Since Election Day, a paradox has come into focus: some expected that defeating Donald Trump would preserve democracy. Far from it. Trump’s defeat has actually intensified the crisis of democracy.
No one expects the president to admit that he lost the election. He tweeted, “I concede nothing. We have a long way to go.” He is right about that: we’re not out of the woods yet.
The idea of a president making false claims, bringing frivolous lawsuits, and generally riling up his supporters into rejecting the outcome would be problem enough by itself. But there is more. Sen. Lindsey Graham (R-South Carolina) allegedly tried to influence the vote count in his neighboring state of Georgia. Gov. Ron DeSantis (R-Florida) is pushing GOP-held legislatures in states like Michigan and Pennsylvania to overturn the will of their voters by instructing their electors to vote for Trump. It may be an inconvenient truth, but the election is not truly settled until the Electoral College votes in mid-December.
Now, that’s unlikely to happen this time around. Republican officials in those swing states have already rejected that idea. But if the Trump era proves anything, it is that when the popular mood shifts in one direction, it doesn’t always shift back the other way. Once, the idea of a legislature ignoring its state’s popular vote results was mostly theoretical.

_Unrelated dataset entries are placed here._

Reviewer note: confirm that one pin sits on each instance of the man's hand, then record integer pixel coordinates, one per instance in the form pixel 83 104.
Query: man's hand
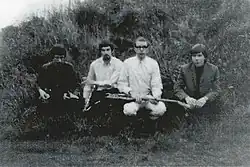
pixel 152 99
pixel 43 94
pixel 69 95
pixel 191 101
pixel 201 102
pixel 137 97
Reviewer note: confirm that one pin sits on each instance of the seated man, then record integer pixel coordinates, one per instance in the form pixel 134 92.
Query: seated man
pixel 198 81
pixel 56 83
pixel 102 78
pixel 140 78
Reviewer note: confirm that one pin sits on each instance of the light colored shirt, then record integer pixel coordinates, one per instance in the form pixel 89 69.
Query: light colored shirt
pixel 101 72
pixel 141 77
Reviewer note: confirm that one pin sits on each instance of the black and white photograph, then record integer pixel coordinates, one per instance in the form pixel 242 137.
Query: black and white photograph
pixel 124 83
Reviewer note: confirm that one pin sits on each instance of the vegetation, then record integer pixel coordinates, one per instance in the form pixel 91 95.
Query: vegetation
pixel 172 27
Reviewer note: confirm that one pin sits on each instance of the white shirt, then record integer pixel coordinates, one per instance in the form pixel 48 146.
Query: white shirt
pixel 101 72
pixel 141 77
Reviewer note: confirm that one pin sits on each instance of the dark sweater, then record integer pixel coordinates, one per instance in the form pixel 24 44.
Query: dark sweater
pixel 198 72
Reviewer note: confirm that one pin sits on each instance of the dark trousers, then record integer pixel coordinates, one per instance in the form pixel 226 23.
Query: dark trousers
pixel 104 114
pixel 60 114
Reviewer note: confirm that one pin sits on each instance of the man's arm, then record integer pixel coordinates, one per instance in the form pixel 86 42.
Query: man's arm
pixel 179 86
pixel 215 90
pixel 91 76
pixel 116 74
pixel 156 82
pixel 123 80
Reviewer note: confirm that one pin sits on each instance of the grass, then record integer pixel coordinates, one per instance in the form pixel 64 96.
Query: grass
pixel 222 143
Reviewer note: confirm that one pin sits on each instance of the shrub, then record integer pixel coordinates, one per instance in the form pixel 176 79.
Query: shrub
pixel 171 26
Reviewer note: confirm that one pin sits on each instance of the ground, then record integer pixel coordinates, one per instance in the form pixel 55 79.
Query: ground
pixel 224 143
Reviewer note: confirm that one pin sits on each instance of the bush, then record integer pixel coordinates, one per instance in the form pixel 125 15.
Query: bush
pixel 171 26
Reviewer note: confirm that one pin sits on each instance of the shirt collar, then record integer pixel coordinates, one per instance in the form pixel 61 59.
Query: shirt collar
pixel 141 61
pixel 108 63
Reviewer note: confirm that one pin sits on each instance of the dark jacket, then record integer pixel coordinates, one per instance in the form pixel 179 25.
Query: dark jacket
pixel 58 78
pixel 209 82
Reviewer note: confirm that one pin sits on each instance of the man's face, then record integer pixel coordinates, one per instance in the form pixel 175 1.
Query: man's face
pixel 59 58
pixel 198 59
pixel 141 48
pixel 106 53
pixel 106 50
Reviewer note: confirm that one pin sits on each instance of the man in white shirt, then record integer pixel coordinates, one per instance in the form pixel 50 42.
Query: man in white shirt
pixel 102 78
pixel 140 78
pixel 104 71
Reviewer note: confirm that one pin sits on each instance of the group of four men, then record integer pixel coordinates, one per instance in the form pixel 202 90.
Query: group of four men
pixel 138 77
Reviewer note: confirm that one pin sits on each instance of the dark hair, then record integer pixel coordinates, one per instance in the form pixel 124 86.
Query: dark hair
pixel 105 43
pixel 57 49
pixel 142 39
pixel 199 48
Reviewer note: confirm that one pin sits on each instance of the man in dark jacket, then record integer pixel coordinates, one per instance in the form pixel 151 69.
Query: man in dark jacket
pixel 198 81
pixel 56 84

But now that it’s out there, the notion feels a bit like an open carry firearm, unused at the moment but likely to be fired eventually.
And why not? GOP contempt for democracy is not new. It has led to gutting the Voting Rights Act, harassing minority constituencies through spurious voter ID laws, conspiracy mongering over non-existent voter fraud, and using lame-duck legislative shenanigans to weaken incoming governors, to cite just a few. Aside from cutting taxes on the wealthy, GOP policy over the last decade seems focused on reducing the size and influence of an increasingly diverse electorate.
Even without Trump, that won’t change. A key conservative goal is to rein in the power of an electorate that they see in every cycle as becoming more liberal, less Republican, less traditionally American, and less controllable. Elected officials, like Sen. Mike Lee (R-Utah), increasingly argue against the very idea of democracy, floating ideas like requiring citizens to pass a civics test before being allowed to vote. One wonders if those officials themselves could pass such a test.
Come January, Biden will likely be inaugurated even if Trump never concedes. But it doesn’t feel like the sure thing it should be. The damage being done to the traditions and legitimacy of American governance is incalculable. Which means that even if defeating Trump was necessary it was only a first step. His refusal to acknowledge defeat means the emergency is still acute. This anxious moment will probably pass, but the struggle is just beginning.